Gribbin was rushed to a Penascola hospital by air-lift where she had life saving surgery after losing more than two thirds of her blood.
Surgeons told the family that the shark had bitten off Lulu’s left hand and that they had to amputate her right leg halfway up from her knee to her hip.
‘She also had lost 2/3 of the blood in her body. Of course, no one wants that for your child but she is alive. They also told us that Lulu may be intubated for the next week or so and would need 4-5 surgeries to finalize her amputations,’ the post stated.
Gribbin revealed that Lulu’s first words were ‘I made it’ as she spoke to her family from her hospital bed. Lulu did not have surgery on Saturday as expected and her vitals were improved, Gribbin wrote.
Lulu Gribbin, 15, was attacked by a shark on Friday along a four-mile stretch of the Florida coastline, losing a hand and part of her leg in the terrifying incident. https://t.co/vYZ3Ncdx50 pic.twitter.com/IS1AiIDHu6
— New York Post (@nypost) June 10, 2024
Gratitude and road to recovery -but how often do shark attacks actually occur?
‘She did so well that they ended up taking the tube out of her throat and she was breathing on her own. This was a first big step. Once she was settled her first words to us were “I made it.” And boy she did,’ the post went on.
Her mother said that Lulu recalled being with friends on a sand bar in waist high water, looking for sand dollars.
‘I am not sure who noticed the shark first, but Lulu said it bit her hand and then her leg and then went for her other friend and got her foot. Lulu said a man grabbed her other arm and pulled her out and another younger boy helped him carry her to shore,’ the post states.

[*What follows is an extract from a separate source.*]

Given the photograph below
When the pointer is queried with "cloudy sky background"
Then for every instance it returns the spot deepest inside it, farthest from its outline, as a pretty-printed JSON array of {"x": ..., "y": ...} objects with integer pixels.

Fortunately for Lulu, the episode occurred within the proximity of vacationing medical staff who were able to swiftly assist the teen and probably save her life as blood poured out of the mauled girl.
‘Once on the shore there were two doctors and two other young women one of whom was a nurse who were all surrounding Lulu. These individuals put tourniquets on Lulus wounds. Which I believe was crucial to saving Lulu’s life,’ Gribbin wrote.

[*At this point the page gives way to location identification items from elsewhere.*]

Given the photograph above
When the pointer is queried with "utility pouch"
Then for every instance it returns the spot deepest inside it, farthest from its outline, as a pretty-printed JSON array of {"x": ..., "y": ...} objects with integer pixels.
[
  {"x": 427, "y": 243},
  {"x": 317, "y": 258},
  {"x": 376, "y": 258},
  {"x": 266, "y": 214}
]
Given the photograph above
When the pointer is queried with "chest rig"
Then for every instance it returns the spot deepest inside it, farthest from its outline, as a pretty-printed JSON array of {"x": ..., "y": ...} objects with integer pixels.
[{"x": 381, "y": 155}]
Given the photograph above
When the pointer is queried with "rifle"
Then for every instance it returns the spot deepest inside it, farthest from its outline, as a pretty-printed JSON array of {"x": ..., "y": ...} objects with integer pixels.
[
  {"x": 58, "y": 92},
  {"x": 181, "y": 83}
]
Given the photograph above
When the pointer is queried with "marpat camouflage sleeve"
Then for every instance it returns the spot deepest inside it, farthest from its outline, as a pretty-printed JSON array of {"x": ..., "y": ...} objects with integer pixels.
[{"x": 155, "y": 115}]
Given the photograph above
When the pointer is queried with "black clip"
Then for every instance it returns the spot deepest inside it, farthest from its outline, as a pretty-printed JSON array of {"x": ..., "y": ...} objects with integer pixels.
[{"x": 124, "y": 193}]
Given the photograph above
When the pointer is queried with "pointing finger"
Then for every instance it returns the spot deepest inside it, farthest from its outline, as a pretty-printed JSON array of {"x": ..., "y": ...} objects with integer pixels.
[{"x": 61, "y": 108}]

‘I am eternally grateful for the 3 surgeons and all the nursing staff and doctors here at this hospital who saved Lulu. I am grateful for the doctors and nurses on the beach that day. I am grateful for the EMT’s on the beach and the crew in the air. I am grateful for the individual who pulled her out of the water.’
Lulu now faces multiple surgeries going forward as officials now pondered on the severity of the attacks and what laid ahead for beachgoers.

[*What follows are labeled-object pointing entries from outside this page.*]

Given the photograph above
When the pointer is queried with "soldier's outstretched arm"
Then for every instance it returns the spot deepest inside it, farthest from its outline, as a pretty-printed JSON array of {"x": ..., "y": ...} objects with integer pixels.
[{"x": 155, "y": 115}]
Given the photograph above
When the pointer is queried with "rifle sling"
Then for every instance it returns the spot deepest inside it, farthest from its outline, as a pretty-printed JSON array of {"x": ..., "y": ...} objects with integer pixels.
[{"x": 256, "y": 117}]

‘All I can say is that these incidents are very rare,’ Demian Chapman, a scientist and director of the Center for Shark Research at the Mote Marine Laboratory and Aquarium in Sarasota, Florida told AP on Saturday.
There are more sharks in the Gulf of Mexico than in past years, Chapman said.
‘There’s definitely been a recovery of sharks in the Gulf after many years of overfishing,’ he said. ‘They’re sort of out there again after being depleted quite a bit.’
‘It’s even more rare to have two events in one day involving three people,’ he said. ‘That’s astronomically low odds of that happening.’
Despite the ‘disproportionate’ media attention shark attacks garner, the attacks are relatively rare, experts claim.
In 2023, there were 69 shark bites across the world which were considered to be unprovoked, according to the University of Florida’s International Shark Attack File. Most were in the US and in Florida.
Ten of those 2023 shark attacks were deadly, which was higher than the recent annual average of six but was still lower than the number of fatalities reported in 2011, the file’s data showed.